Monday, March 5, 2012

Hagia Sophia

Constantine 1st was emperor of Rome from 306 to 337. In 330 he moved the capital of the empire to a new city he had built for the purpose. He called this city New Rome but it was soon known as Constantinople. In 1931 its name was changed to Istanbul.

Justinian 1st was emperor of Rome from 527 to 565. He was also the most powerful emperor since Constantine. Justinian thought that Rome was the most important empire in the world. He thought that Constantinople was the most important city in that empire. He thought that the leader of the church in Constantinople was the most important Christian. So Justinian ordered the construction of the most important church building in the empire. He called it Hagia Sophia which means “Holy Wisdom.”

Work on Hagia Sophia started in 532. Tradition tells us that Justinian hired 10,000 men to do it. These men were led by Isidore of Miletus, a scientist, and Anthemius of Tralles, a mathematician. They finished the building in five years using materials from all over the empire.

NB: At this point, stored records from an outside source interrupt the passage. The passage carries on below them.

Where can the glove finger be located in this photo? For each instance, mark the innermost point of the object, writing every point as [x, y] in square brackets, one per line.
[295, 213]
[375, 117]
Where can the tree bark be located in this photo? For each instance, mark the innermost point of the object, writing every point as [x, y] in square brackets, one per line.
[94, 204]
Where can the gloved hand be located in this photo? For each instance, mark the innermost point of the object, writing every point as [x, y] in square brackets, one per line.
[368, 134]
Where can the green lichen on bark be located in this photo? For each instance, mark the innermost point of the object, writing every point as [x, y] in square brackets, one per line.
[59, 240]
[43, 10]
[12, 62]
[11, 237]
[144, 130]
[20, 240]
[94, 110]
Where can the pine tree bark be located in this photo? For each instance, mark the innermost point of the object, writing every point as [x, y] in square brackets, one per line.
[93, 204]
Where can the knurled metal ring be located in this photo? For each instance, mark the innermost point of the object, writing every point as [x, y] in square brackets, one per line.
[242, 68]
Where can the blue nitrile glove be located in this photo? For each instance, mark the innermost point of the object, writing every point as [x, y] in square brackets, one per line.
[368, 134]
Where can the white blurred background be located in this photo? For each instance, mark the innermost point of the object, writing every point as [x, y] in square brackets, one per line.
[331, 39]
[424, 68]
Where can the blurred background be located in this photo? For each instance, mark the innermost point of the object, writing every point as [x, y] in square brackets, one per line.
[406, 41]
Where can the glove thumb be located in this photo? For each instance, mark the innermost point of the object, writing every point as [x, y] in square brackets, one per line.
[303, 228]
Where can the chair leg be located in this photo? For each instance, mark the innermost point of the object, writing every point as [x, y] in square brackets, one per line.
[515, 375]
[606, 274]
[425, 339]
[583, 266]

In 553 and again in 557, earthquakes caused cracks in the main dome. In 558 a third earthquake caused the main dome to fall in. Justinian ordered the rebuilding of the dome under the direction of Isidore the Younger. He was the nephew of Isidore of Miletus. This rebuilding was finished in 562.

Once it was rebuilt, Hagia Sophia was huge: 269 feet (82 meters) long, 240 feet (73 meters) wide, and 180 feet (55 meters) high. For a thousand years it was the biggest church building in the world.

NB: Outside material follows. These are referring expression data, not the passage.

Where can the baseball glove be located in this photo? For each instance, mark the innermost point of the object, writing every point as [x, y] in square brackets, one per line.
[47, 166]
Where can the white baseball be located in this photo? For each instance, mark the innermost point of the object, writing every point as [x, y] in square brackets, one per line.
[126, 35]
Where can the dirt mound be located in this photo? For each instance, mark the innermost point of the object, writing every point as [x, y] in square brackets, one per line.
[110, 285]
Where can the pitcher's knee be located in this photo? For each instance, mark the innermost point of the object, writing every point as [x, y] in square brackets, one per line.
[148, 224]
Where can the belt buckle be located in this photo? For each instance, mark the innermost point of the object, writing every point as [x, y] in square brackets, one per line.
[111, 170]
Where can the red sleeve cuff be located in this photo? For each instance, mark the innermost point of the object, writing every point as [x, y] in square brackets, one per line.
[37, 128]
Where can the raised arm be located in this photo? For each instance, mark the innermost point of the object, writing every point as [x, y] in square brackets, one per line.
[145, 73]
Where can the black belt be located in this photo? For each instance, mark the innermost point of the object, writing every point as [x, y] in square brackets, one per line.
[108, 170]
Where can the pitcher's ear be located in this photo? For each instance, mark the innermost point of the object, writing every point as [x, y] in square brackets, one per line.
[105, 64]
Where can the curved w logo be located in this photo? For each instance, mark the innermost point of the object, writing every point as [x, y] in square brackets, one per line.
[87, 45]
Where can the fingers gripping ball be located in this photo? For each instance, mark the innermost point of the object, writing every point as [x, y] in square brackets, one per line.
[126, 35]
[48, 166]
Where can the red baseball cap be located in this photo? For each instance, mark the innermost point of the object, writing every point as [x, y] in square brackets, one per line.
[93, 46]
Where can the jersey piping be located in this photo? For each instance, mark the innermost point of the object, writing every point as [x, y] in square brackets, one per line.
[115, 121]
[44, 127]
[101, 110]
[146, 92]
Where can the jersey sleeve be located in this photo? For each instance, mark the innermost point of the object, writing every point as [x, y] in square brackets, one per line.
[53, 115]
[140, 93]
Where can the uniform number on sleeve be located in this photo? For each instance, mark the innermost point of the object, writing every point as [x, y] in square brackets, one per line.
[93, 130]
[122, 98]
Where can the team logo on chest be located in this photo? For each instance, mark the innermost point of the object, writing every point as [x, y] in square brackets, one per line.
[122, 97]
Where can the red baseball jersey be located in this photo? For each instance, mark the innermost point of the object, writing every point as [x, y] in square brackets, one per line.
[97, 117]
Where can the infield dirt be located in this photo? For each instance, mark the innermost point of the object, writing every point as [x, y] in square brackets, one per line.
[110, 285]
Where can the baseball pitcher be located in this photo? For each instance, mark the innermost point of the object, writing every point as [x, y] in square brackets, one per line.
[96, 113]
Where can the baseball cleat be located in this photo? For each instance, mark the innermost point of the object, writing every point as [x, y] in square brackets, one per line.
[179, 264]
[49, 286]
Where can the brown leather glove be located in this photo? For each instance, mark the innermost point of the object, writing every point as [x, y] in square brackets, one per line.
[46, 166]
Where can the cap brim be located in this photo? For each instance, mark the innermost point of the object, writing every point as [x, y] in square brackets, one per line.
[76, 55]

Through the long centuries, Hagia Sophia has suffered damage from fire, enemy attacks, and other earthquakes. So far it has been repaired each time.

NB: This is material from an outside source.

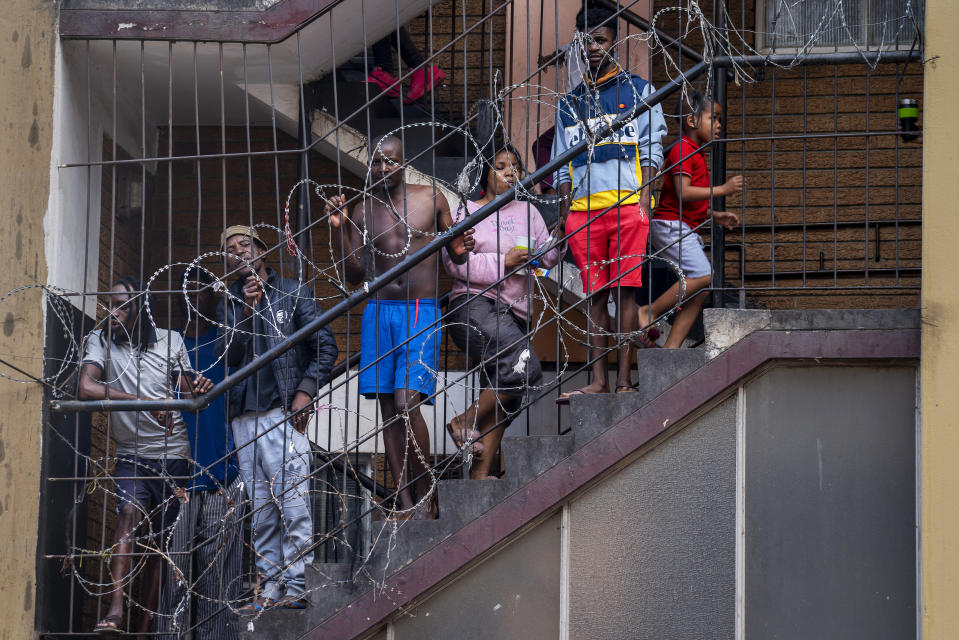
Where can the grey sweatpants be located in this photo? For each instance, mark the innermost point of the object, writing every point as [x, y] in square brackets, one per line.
[275, 468]
[203, 579]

Roman Catholic Crusaders looted Constantinople in 1204. When they did, they stole everything they could from Hagia Sophia. Catholic leaders then made it a Catholic church building. It remained so until 1261. Then an Orthodox Christian army recaptured the city and returned control of Hagia Sophia to the leader of Orthodox Christians.

In 1453 Muslims captured Constantinople. When they did, the Roman Empire finally ended. They made Hagia Sophia a mosque. It was used as such for almost five hundred years.

Major work to make the building stronger was led by the architect Mimar Sinan during the reign of the sultan Selim 2nd (1566-1577). Under the sultan Mahmud 1st (1730-1754) the existing building was again repaired. Other buildings to house a school, a soup kitchen, and a library were added to it.

The most important reconstruction of Hagia Sophia was done under the sultan Abdülmecid (1839-1861). It was supervised by two brothers, the architects Gaspare and Giuseppe Fosatti. It involved major changes to the existing building and the construction of new buildings. It was finished in 1849.

Hagia Sofia stopped being used as a mosque in 1931. It has served as a museum since 1935.